On Friday (18 May), the acclaimed viola da gamba player and director Jordi Savall will be bringing his Le Concert des Nations ensemble to St John’s, Smith Square for a programme of Lully, Corelli, Biber, Geminiani, Handel, Avison and Boccherini. The multi-national feel of the concert, which forms part of the 2012 Lufthansa Festival of Baroque Music, is no mistake, says Savall…
Your programme on Friday mixes Italians with a couple of Germans, an Englishman and a naturalised Frenchman. How did you choose it? Well, the idea was to do a programme only with strings which would reflect the variety of the styles of this period – Italian, French, German, English – and also the multinational influences as musicians travelled around Europe and took inspiration from music from other cultures. For instance, we have Lully, an Italian musician who practically invented the French style of music; or there’s Geminiani, who is a very typical example of a composer who is Italian but has spent most of his life in another country, specifically England; and then in the second half we have Avison, who is something of an anomaly as he is an English composer whose music is based on that of another (Scarlatti), plus Boccherini, an Italian composer who lived in Spain.
While Boccherini absorbed Spanish influences, he wasn’t convinced his music would travel well outside Spain, was he? Boccherini composed his Quintet in C major using examples of popular music from the streets of Madrid. At first Boccherini refused to allow his editor in Paris to publish this work, saying ‘No, no, I don’t think this is good for European musicians, they will not understand this at all’. This is because he says in the music ‘play this with this sound: senza grazia (without grace)’. He was thinking that only musicians from there could understand this style of popular music, but finally he allowed it to be published and it became one of his most well-known pieces.
Also in the programme is Biber’s eccentric Battalia, complete with instruments playing in eight separate keys and sound effects using paper. What would the audience of Biber’s day have made of it? Well I don’t have any idea how they reacted, but in those times people were always confronted with new music. In fact, they only heard new music. Can we imagine, today, musical life in which only modern music is played? So I think the people in Biber’s time were much more open to experiences than we are today – they were hoping to be surprised by the music, and hated listening to something they have already heard. In that context, the Battalia was for them a great pleasure.
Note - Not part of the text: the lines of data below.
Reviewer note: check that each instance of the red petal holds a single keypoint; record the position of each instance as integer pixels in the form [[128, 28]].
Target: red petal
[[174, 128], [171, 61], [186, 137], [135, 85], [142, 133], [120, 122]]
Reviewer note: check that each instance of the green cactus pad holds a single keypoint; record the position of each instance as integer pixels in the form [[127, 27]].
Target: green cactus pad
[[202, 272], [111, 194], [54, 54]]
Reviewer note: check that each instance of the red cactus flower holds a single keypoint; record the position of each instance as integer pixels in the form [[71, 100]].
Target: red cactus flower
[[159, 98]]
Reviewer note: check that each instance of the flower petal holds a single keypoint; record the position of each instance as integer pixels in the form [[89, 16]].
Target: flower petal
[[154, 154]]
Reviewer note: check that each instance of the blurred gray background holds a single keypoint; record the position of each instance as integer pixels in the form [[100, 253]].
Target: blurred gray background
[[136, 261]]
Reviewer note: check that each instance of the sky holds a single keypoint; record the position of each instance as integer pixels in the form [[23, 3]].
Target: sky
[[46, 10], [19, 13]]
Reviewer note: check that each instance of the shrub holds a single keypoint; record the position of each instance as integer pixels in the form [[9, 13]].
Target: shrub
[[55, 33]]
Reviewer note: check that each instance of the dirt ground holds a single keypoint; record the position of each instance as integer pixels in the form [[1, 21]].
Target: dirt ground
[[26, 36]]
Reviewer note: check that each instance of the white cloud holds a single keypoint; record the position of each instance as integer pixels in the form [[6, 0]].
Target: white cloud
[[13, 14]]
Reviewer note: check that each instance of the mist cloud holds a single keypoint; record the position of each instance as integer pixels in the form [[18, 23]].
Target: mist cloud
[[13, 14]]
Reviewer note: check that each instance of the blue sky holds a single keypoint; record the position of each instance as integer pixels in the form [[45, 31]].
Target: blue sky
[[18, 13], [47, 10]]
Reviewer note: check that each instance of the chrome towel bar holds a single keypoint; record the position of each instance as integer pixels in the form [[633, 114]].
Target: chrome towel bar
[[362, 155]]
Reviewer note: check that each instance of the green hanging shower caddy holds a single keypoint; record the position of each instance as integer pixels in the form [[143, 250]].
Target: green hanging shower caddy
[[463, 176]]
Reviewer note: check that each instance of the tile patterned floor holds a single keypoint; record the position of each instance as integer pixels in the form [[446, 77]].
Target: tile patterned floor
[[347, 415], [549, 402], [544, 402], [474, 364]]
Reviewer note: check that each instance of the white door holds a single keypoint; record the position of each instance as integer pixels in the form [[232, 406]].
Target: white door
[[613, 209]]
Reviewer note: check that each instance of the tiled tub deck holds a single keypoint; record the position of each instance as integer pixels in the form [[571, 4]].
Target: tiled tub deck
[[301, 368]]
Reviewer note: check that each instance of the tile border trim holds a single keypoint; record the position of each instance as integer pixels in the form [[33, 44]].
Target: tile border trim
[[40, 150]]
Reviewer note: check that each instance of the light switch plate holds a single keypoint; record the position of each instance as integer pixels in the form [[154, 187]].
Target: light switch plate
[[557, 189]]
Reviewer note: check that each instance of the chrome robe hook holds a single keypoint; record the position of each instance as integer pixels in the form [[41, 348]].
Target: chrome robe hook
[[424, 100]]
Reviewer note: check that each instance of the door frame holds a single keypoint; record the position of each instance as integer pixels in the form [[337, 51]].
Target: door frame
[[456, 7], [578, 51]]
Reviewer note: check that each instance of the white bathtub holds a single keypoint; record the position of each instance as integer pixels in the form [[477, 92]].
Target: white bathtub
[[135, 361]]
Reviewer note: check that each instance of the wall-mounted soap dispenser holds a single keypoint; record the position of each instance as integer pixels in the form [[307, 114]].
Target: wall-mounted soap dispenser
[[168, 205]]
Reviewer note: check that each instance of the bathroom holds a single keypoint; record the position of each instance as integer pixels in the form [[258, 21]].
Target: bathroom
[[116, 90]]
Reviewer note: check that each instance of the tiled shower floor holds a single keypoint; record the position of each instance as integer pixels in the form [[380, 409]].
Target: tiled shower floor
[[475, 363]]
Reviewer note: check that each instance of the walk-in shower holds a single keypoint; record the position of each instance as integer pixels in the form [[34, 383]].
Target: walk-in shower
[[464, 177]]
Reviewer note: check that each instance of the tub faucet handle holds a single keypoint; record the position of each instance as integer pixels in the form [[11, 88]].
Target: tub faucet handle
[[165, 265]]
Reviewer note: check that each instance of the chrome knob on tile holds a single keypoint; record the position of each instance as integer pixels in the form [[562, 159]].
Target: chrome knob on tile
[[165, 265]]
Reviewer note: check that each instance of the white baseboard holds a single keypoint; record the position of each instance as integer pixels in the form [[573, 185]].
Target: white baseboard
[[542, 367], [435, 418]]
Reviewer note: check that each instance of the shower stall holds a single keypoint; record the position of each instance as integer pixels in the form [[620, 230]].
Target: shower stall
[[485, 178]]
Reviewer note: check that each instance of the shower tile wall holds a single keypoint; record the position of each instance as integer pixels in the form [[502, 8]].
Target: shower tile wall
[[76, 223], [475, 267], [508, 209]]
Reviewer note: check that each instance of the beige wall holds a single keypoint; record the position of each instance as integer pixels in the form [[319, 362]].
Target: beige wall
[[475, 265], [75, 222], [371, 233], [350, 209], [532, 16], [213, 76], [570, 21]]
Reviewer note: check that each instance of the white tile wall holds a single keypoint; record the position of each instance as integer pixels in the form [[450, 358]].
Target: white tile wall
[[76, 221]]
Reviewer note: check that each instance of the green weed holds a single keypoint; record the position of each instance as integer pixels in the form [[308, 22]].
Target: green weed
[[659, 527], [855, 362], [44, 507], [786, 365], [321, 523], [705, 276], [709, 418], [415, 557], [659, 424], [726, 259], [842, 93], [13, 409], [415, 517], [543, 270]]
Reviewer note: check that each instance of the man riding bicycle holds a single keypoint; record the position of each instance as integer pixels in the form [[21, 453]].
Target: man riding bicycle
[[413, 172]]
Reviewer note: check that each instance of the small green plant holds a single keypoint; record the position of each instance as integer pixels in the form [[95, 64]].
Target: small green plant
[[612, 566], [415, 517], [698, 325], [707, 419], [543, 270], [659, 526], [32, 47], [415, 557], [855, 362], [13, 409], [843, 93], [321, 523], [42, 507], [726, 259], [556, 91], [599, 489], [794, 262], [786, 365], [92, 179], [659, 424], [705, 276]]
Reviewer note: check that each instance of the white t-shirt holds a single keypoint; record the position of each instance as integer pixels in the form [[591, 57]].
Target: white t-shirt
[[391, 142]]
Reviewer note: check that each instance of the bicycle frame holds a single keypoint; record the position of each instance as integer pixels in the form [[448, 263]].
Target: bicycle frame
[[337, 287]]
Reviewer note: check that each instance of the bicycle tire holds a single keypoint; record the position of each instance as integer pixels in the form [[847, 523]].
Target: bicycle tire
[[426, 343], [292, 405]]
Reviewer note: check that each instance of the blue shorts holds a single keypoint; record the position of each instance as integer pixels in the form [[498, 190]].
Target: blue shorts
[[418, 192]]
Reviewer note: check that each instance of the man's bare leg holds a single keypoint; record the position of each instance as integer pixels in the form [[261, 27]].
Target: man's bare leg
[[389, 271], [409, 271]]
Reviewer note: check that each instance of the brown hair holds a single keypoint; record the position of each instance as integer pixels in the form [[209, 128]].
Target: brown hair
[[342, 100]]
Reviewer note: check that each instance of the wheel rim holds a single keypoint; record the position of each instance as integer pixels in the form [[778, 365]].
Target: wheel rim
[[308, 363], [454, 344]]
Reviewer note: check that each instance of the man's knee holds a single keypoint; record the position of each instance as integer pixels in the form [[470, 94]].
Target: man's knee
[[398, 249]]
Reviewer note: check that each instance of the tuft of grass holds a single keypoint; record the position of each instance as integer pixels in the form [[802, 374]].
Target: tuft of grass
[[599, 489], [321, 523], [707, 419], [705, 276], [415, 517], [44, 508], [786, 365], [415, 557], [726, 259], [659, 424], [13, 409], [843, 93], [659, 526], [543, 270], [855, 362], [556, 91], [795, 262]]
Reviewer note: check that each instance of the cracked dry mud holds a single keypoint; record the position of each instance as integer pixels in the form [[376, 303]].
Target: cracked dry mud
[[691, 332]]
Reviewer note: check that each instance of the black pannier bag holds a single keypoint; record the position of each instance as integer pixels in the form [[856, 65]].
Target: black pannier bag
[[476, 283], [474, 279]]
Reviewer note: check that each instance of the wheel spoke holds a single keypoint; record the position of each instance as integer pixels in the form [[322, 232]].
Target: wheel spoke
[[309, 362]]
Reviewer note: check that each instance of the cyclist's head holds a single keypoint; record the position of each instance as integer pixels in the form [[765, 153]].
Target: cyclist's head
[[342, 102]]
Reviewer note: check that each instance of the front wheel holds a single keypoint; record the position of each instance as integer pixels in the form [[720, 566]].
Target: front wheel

You are famous for discovering and performing unknown repertoire from all over the world. How do you have time to both research so much and then perform it? I divide all my time reading, studying and practising. Even when I am travelling, I travel always with some books and music! I like reading and thinking of new projects – it is part of my temperament. For example, I finished yesterday a recording of Armenian music, which is my discovery from this last year – I discovered beautiful repertoire from the Armenian classical tradition, and the music was not at all known in Europe. Some people spend time going to the mountains or going to the sea, but for me my pleasure is to read and to learn about history and to discover small treasures, because you cannot imagine how many are forgotten. And the pleasure as a musician that you have when you discover a small treasure is something unbelievable.
‘European Union’, Jordi Savall’s concert with Le Concert des Nations takes place at St John’s Smith Square on Friday, 18 May at 7.30pm, as part of the Lufthansa Festival of Baroque Music. It will be broadcast live on Radio 3.